The essence of bigotry is treating people unequally -- giving rights, privileges, and respect to one group that are denied to another group. The people with the rights and privileges pretty quickly get used to having those advantages. After a while the inequality becomes tradition, the way things have always been. As long as things stay that way, the world seems familiar, predictable, and therefore safe.
But as soon as there is any substantial step toward more equality -- whether it’s women getting the vote, blacks going to school with whites, undocumented immigrants getting a path to citizenship, same sex couples getting married, or whatever -- conservatives think, “Hey, if this can happen, who knows what can happen next?” As Justice Alito wrote, “No one ... can predict with any certainty what the long-term ramifications” will be.
So the right-wing justices did get something right. As they made clear, resisting same-sex marriage is merely the most current example of what’s always the really crucial issue for conservatives: continuity versus change; the familiar, which is predictable, stable, and safe (or so they want to believe), versus the unfamiliar, which feels so unpredictable, unstable, and scary. The essence of their arguments, whatever the issue, always comes back to conserving the old so we can avoid the uncertainty of the new.
Justice Anthony Kennedy, in the majority opinion, pointed out part of what the conservatives got wrong.
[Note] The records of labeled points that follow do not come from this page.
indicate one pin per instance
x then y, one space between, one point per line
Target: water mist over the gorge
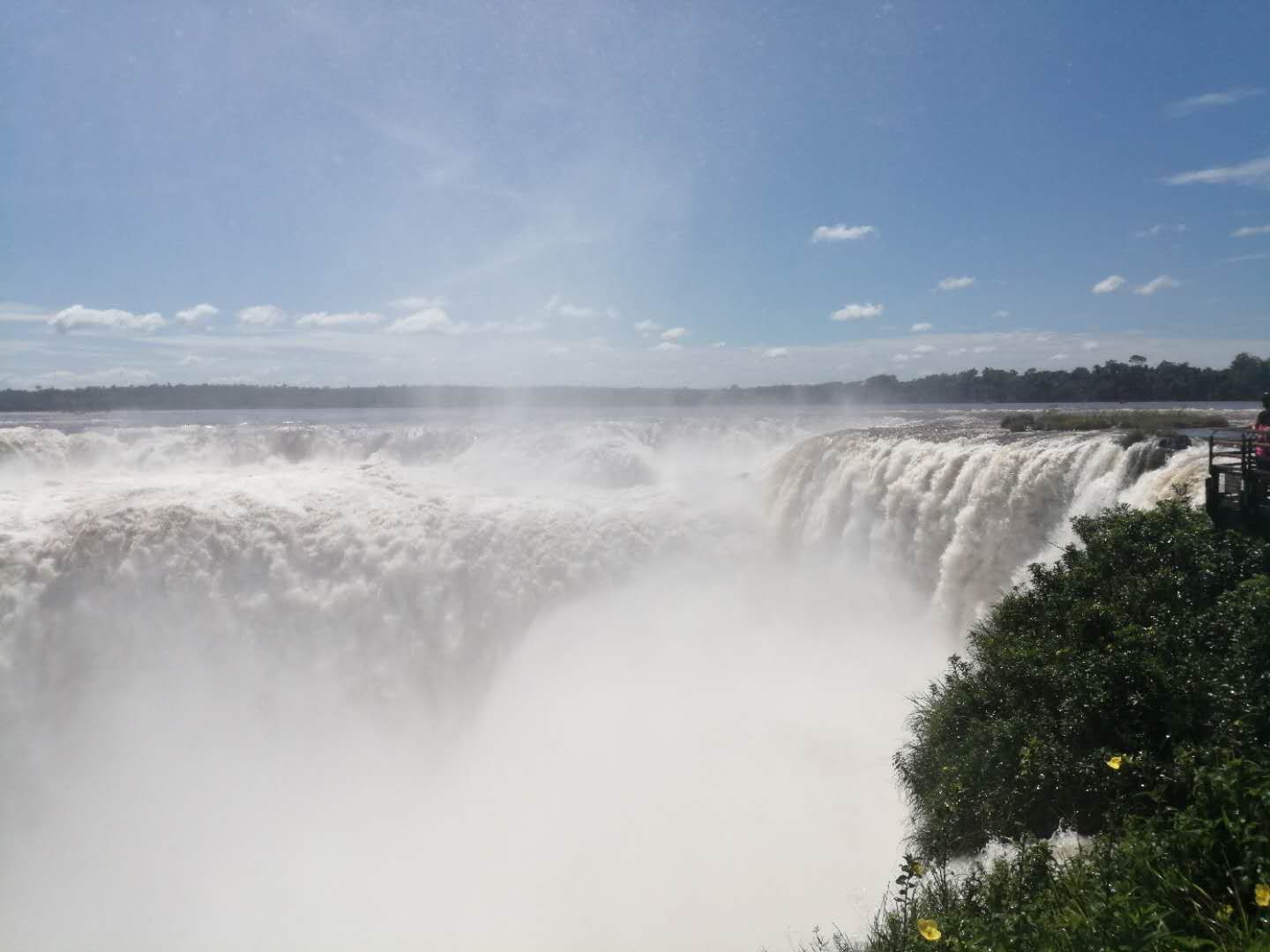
462 681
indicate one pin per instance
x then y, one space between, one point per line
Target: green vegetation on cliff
1246 378
1123 693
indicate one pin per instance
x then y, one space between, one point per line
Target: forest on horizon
1246 378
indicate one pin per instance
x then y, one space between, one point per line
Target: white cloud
1154 285
519 326
260 316
430 320
343 319
193 315
417 303
856 312
77 316
842 233
1211 100
1157 230
1255 172
115 375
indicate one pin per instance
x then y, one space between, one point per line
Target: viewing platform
1238 479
If you really want to live in a stable, predictable society, he wrote, you should strike down DOMA. “By creating two contradictory marriage regimes within the same State, DOMA forces same-sex couples to live as married for the purpose of state law but unmarried for the purpose of federal law, thus diminishing the stability and predictability of basic personal relations the State has found it proper to acknowledge and protect.”
Kennedy recognizes the value of stability and predictability. But he understands that sometimes you get more of it by allowing change than by keeping things rigidly the same. That’s what makes him the swing vote on the Court...
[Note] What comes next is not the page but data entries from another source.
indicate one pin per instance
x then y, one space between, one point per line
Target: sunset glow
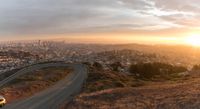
193 40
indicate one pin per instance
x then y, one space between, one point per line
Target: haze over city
101 21
99 54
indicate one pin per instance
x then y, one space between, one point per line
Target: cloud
24 17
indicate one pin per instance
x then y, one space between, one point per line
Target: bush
152 70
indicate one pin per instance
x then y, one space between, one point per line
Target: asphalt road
54 96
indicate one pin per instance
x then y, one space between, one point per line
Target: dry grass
181 95
33 82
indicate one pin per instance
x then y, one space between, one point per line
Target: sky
100 20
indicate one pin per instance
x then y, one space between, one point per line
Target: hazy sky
145 18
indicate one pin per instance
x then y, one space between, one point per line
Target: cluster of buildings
15 55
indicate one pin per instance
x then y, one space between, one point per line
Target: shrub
152 70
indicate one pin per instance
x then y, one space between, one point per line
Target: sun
193 40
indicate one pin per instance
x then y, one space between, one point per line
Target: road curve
54 96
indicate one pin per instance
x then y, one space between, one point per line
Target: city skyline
113 21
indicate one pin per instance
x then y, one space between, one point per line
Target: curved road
54 96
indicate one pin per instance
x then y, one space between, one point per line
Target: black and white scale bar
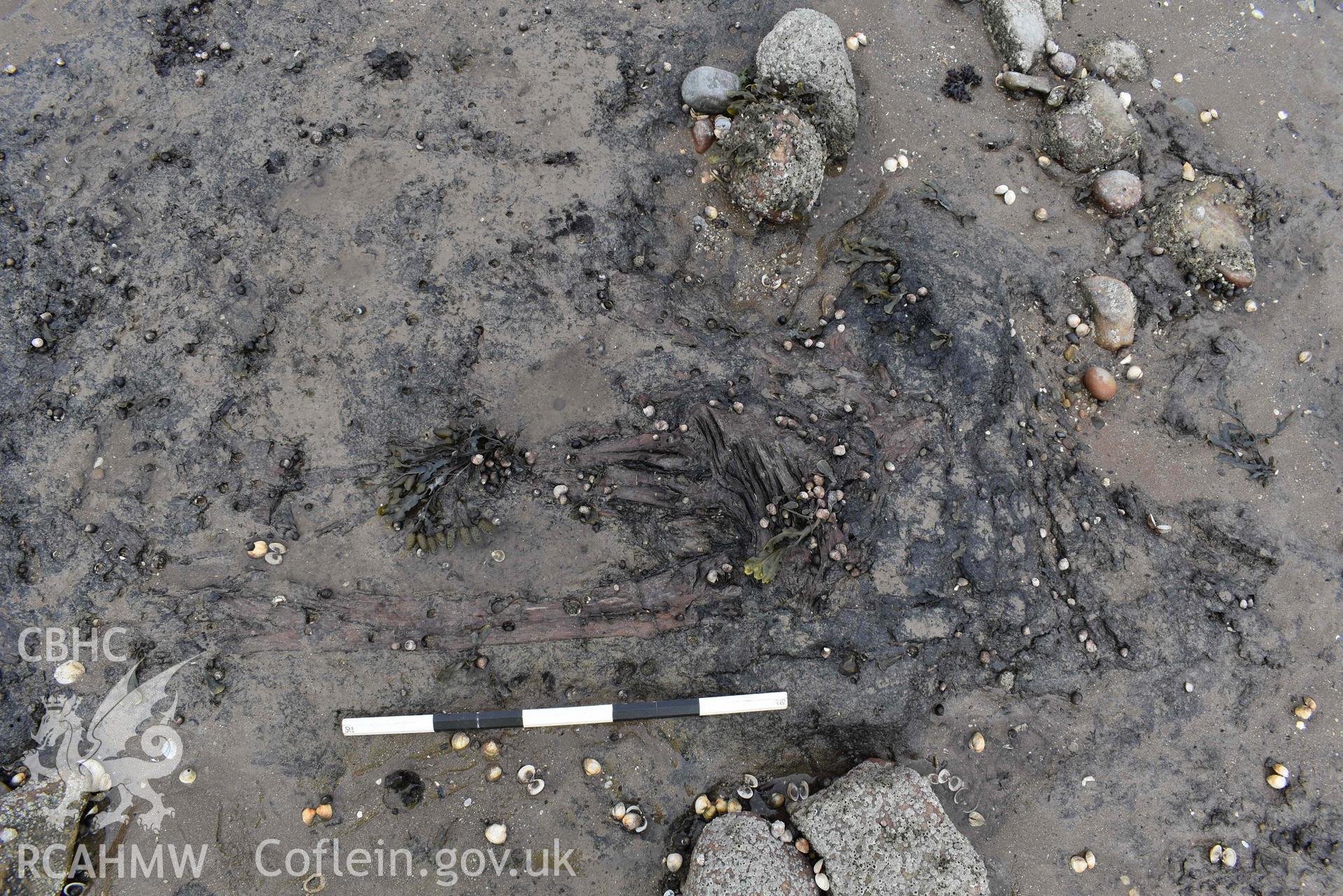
564 715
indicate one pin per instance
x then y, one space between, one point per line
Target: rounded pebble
1100 383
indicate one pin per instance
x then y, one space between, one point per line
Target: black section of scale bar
655 710
473 720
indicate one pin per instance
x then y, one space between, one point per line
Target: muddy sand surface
258 284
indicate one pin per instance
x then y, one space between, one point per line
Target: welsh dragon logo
92 760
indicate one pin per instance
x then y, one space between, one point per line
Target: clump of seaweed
959 81
883 283
798 96
1240 445
809 523
426 487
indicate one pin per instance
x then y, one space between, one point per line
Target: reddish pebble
1118 191
1100 383
703 135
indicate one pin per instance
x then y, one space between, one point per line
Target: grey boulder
738 856
776 162
1018 31
807 46
1091 128
883 833
1114 309
708 89
1115 58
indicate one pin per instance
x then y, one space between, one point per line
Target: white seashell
69 672
99 777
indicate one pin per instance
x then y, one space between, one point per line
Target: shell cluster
630 817
312 814
426 485
270 551
527 777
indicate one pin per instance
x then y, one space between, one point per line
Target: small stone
1100 383
702 134
1115 58
1114 309
1091 128
708 89
1063 64
1118 191
1018 31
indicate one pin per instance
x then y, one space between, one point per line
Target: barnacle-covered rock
807 46
1091 129
884 833
1115 58
1017 30
738 856
776 162
1205 227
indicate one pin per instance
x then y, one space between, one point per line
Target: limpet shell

After all, conservatives constantly tell us that marriage is a bedrock institution for preserving social stability. Maybe, maybe not. But if it is, then the more couples who are married, of whatever gender, the better off we all are. The conservatives on the Court seem to have missed that obvious point. They’re so scared of change that they can’t see when it is promoting their ultimate goals. That’s what they really got wrong.
Now, with the Court’s decision in hand, more courageous and clear-thinking conservatives can join with moderates and liberals across the country to honor the “personhood and dignity” (as Justice Kennedy put it) of every American by granting everyone the right to marry whomever they love.